Tens of millions of private sector employees have been laid off, or furloughed. Many will not return to jobs as good as their pre-pandeic gigs. Many companies have suspended 401 k plans—definitely matching contribution. Many (of the relatively few still offering pension benefits) have suspended their retirement plans and benefits. For good. Work till you drop has become the mantra for hundreds of thousands.

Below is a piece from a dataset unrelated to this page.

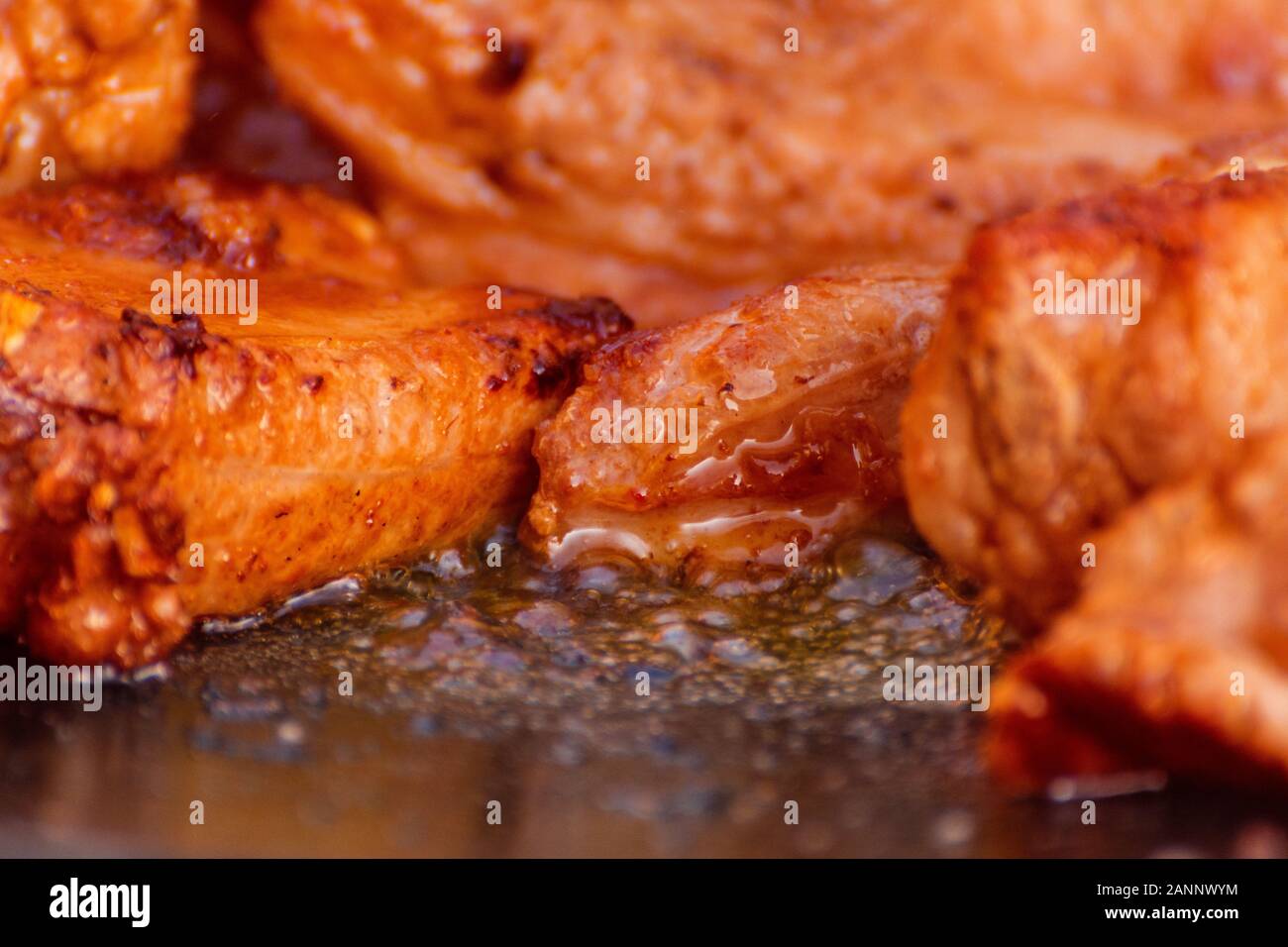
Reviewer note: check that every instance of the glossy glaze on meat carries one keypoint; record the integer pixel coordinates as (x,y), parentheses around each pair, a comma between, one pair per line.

The media—like service jobs—-has taken a big hit. Unlike the latter which may come back—jobs, bureaus and whole areas of news coverage are gone forever. I know scores who have been laid off. Dozens who have taken pay cuts of 25 to 14 percent happily to keep their jobs. Others who have or will lose retirement benefits. At age 50 or 60 when it it kind of hard to regroup aka Benjamin Button.

Public employees haven’t fared as well as their federal counterparts Take New York City!

Please…

According to the New York Times (NY City’s $5 Billion Budget Crisis) the city is in big financial trouble. Among other things are proposals to cap nonunion city wages at $150k and to reduce the payroll which has jumped in recent years. The Times said that every years 200,000 city workers leave jobs or retire yet after an austerity hiring program there were only 600 fewer jobs as of June of this year.

In the DC area the George Washington University is one of many institutes of higher learning that are cutting staff. Its budget is short $220 million. It has furloughed staff(as opposed to firing them) so they can keep health benefits (paying the full premium with no income??) according to The Washington Post.

And so forth.

Tough times, rocky seas? Yes.

Same boat? Not really!

Nearly Useless Factoid

By Alazar Moges

Where are your keys? The average American spends 2.5 days each year looking for lost items, collectively costing U.S. households $2.7 Billion annually in replacement costs.